Advancing disability rights in Sierra Leone
Through advocacy and Awareness raising on the rights of persons with disabilities

We raise awareness and advocate for the rights of disabled and less-privileged persons within the broader community in Sierra Leone

We suggest good practices to policy makers and practitioners in the area of raising awareness and sensitizing a wide range of stakeholders on disabilities right. Advocating the need to eliminate barriers for the full enjoyment of rights for persons with disabilities. We formulate possible strategies and actions in approaching public awareness campaigns and other relevant actions in a holistic way, always with the objective to promote inclusion, respect and dignity. We implement awareness-raising campaigns and other actions on the rights of persons with disabilities.

Join CDP with your financial support to raise awareness and advocate for the rights of people with disabilities and promote their acceptance and inclusion at all levels in Sierra Leone.

They only have hope left, hope that our hope partners like you will arrive on time before it's too late

About the human rights of persons with disabilities

Persons with disabilities face discrimination and barriers every day that restrict them from participating in society on an equal basis with others. For example, they are commonly denied their rights to be included in school and the workplace, to live independently in the community, to vote, to participate in sport and cultural activities, to enjoy social protection, to access justice, to consent or refuse medical treatment or to enter freely into legal commitments such as opening a bank account, and inheriting or buying property.

A disproportionate number of persons with disabilities live in developing countries, often marginalized and in extreme poverty.
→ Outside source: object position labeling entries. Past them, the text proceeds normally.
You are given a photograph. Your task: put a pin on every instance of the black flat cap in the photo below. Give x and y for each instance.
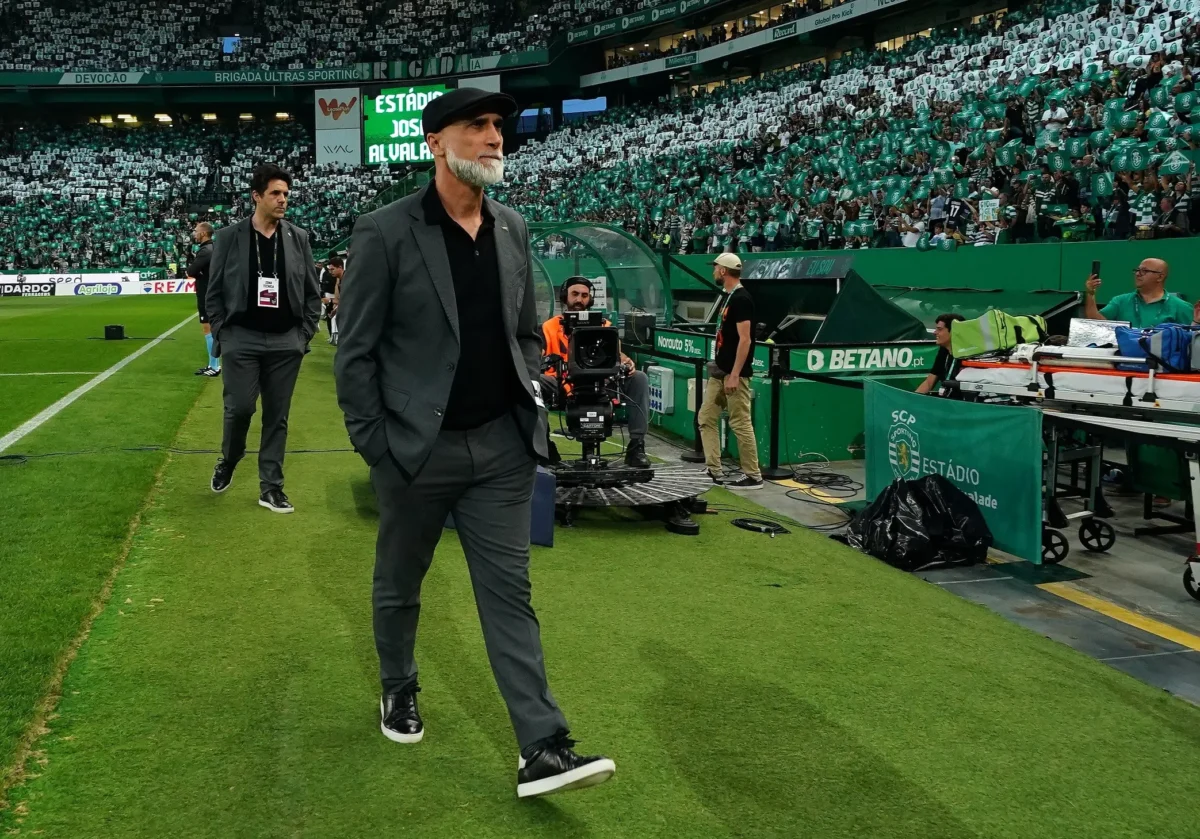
(465, 103)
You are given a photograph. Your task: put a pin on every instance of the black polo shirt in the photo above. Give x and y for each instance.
(485, 382)
(267, 255)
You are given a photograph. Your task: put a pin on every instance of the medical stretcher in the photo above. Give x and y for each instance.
(1093, 390)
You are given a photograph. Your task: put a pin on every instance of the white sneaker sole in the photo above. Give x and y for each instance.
(395, 737)
(591, 774)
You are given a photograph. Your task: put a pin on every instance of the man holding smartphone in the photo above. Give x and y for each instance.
(1146, 306)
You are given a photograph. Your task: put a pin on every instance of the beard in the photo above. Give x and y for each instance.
(475, 172)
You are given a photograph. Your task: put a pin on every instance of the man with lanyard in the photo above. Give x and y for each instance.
(729, 379)
(198, 273)
(1147, 306)
(264, 303)
(576, 295)
(946, 366)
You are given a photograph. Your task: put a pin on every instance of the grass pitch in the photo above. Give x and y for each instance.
(745, 687)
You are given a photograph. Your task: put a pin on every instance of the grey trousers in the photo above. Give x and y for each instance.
(485, 477)
(259, 363)
(636, 389)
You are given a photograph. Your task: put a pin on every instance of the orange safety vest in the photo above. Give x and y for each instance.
(556, 339)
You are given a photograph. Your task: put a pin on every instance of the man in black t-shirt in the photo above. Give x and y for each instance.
(729, 383)
(946, 366)
(198, 273)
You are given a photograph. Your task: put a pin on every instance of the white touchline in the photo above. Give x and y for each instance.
(13, 437)
(66, 372)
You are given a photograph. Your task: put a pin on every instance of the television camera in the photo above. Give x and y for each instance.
(587, 390)
(588, 387)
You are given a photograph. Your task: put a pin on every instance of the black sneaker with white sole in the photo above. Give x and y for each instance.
(399, 718)
(744, 483)
(276, 502)
(553, 767)
(222, 475)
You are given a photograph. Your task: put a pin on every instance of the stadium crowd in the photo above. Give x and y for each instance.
(1060, 121)
(106, 35)
(85, 197)
(1069, 120)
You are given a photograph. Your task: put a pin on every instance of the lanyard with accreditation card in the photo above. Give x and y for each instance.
(269, 287)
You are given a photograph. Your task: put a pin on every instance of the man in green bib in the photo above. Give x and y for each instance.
(1147, 306)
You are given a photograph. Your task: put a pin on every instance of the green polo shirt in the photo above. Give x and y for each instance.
(1143, 315)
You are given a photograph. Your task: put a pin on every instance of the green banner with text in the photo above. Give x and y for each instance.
(357, 72)
(880, 358)
(993, 453)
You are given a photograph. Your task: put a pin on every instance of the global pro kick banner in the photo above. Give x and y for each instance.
(391, 125)
(990, 451)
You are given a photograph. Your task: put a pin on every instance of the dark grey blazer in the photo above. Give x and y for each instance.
(229, 276)
(399, 331)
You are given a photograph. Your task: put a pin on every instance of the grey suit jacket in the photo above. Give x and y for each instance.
(399, 339)
(229, 276)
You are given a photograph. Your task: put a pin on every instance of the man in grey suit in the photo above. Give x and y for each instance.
(264, 305)
(437, 372)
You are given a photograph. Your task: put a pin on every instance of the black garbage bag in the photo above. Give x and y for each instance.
(916, 525)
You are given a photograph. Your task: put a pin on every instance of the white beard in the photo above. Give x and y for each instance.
(475, 172)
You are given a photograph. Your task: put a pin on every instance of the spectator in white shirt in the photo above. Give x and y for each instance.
(1054, 118)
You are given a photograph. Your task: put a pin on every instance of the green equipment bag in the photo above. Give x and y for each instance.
(995, 331)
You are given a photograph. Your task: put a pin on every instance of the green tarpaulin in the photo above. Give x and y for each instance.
(861, 315)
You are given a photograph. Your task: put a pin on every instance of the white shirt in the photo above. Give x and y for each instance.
(910, 239)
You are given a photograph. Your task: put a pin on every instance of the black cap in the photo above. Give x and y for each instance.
(465, 103)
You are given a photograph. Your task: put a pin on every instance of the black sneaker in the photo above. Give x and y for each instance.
(222, 475)
(552, 767)
(635, 455)
(275, 501)
(399, 719)
(744, 483)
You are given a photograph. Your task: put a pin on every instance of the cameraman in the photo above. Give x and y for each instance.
(575, 295)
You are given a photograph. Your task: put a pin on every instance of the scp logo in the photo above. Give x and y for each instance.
(336, 109)
(904, 445)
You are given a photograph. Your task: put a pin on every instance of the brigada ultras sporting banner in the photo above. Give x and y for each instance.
(993, 453)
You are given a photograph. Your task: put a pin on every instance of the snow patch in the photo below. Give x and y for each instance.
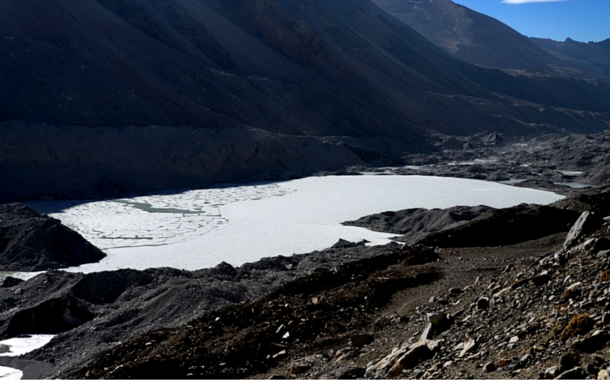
(201, 228)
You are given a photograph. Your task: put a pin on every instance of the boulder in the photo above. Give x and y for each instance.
(574, 373)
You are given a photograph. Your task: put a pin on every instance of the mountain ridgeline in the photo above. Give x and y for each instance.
(485, 41)
(99, 97)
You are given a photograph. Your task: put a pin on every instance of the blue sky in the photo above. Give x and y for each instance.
(581, 20)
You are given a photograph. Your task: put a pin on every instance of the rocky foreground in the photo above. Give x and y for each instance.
(528, 306)
(475, 292)
(32, 242)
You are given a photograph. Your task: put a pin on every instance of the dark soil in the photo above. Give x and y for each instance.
(94, 312)
(32, 242)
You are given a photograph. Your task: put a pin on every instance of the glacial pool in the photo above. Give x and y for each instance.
(200, 228)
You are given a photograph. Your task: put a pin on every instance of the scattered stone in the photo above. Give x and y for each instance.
(381, 323)
(579, 325)
(598, 340)
(417, 353)
(468, 347)
(303, 365)
(574, 373)
(489, 367)
(345, 373)
(483, 303)
(427, 334)
(567, 361)
(359, 340)
(551, 373)
(436, 318)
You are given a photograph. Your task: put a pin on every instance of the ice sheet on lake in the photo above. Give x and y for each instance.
(21, 346)
(201, 228)
(7, 373)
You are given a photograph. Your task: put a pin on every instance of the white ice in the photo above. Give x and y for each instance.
(201, 228)
(7, 373)
(21, 346)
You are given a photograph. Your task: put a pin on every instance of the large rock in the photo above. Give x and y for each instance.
(33, 242)
(417, 353)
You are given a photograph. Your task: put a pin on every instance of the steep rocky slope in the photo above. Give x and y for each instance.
(485, 41)
(591, 57)
(33, 242)
(470, 35)
(174, 93)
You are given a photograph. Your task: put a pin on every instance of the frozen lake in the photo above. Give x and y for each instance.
(201, 228)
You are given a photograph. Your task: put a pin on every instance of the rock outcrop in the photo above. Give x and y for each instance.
(33, 242)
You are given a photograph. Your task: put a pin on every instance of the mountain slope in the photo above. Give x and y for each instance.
(469, 35)
(592, 57)
(249, 88)
(482, 40)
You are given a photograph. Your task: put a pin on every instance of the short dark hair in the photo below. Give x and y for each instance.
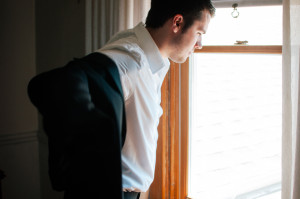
(191, 10)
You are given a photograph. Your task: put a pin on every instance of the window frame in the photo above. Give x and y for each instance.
(171, 174)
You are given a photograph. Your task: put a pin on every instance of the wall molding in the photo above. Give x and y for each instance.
(18, 138)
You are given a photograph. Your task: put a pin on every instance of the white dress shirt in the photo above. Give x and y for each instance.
(142, 70)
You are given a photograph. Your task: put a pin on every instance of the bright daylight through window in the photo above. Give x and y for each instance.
(235, 110)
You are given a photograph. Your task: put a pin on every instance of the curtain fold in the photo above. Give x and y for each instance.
(291, 100)
(104, 18)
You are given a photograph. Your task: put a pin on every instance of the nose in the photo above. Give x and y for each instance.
(198, 44)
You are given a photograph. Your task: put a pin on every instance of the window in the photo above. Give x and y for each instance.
(235, 109)
(173, 169)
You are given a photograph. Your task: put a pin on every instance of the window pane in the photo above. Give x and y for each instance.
(235, 126)
(258, 25)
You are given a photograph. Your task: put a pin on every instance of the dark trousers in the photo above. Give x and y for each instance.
(131, 195)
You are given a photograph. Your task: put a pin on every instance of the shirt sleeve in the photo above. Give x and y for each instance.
(127, 66)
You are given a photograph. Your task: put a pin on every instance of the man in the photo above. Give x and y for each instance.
(94, 152)
(173, 30)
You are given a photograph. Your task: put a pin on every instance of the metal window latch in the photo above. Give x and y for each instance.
(241, 42)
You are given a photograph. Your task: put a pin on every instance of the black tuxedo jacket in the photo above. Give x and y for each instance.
(83, 115)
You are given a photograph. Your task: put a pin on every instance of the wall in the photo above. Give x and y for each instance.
(35, 36)
(18, 119)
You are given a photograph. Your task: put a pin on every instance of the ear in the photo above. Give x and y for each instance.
(177, 23)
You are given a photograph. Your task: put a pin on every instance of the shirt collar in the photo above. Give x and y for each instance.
(147, 44)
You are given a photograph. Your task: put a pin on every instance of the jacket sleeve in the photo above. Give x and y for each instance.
(84, 143)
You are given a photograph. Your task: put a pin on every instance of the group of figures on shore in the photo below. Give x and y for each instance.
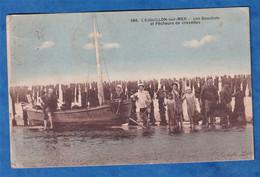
(170, 93)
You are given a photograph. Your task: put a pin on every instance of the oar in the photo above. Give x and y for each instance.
(138, 123)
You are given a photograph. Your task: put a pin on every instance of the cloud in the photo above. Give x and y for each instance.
(90, 46)
(46, 44)
(195, 43)
(91, 35)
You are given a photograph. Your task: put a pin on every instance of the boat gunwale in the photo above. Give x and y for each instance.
(77, 110)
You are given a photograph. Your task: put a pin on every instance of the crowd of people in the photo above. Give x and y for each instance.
(213, 94)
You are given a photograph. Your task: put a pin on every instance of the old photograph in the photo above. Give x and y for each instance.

During humanitarian emergencies, persons with disabilities are recurrently left behind, with little or no say in the rebuilding of their lives and communities.

The protection guaranteed in other human rights treaties, and grounded in the Universal Declaration of Human Rights, should apply to all. Persons with disabilities have, however, remained largely ‘invisible’, often excluded in the rights debate and denied from enjoying and exercising the full range of human rights.

The Convention on the Rights of Persons with Disabilities, which was adopted in 2006 and entered into force in 2008, signaled a ‘paradigm shift’ from traditional charity-oriented, medical-based approaches to disability to one based on human rights. It calls for the inclusion and participation of persons with disabilities across the human rights, development and humanitarian agendas and highlights the rights and empowerment of women with disabilities and children with disabilities as groups which face multiple and intersecting forms of discrimination.

UN High Commissioner for Human Rights, Michelle Bachelet, affirmed, “The Convention on the Rights of Persons with Disabilities is not only an instrument for persons with disabilities. Its principles and provisions benefit the entirety of the human family because it strengthens our responses against exclusion, and segregation and indeed, like the Sustainable Development Goals, it illustrates that reaching the furthest behind first is the key to leaving no one behind.”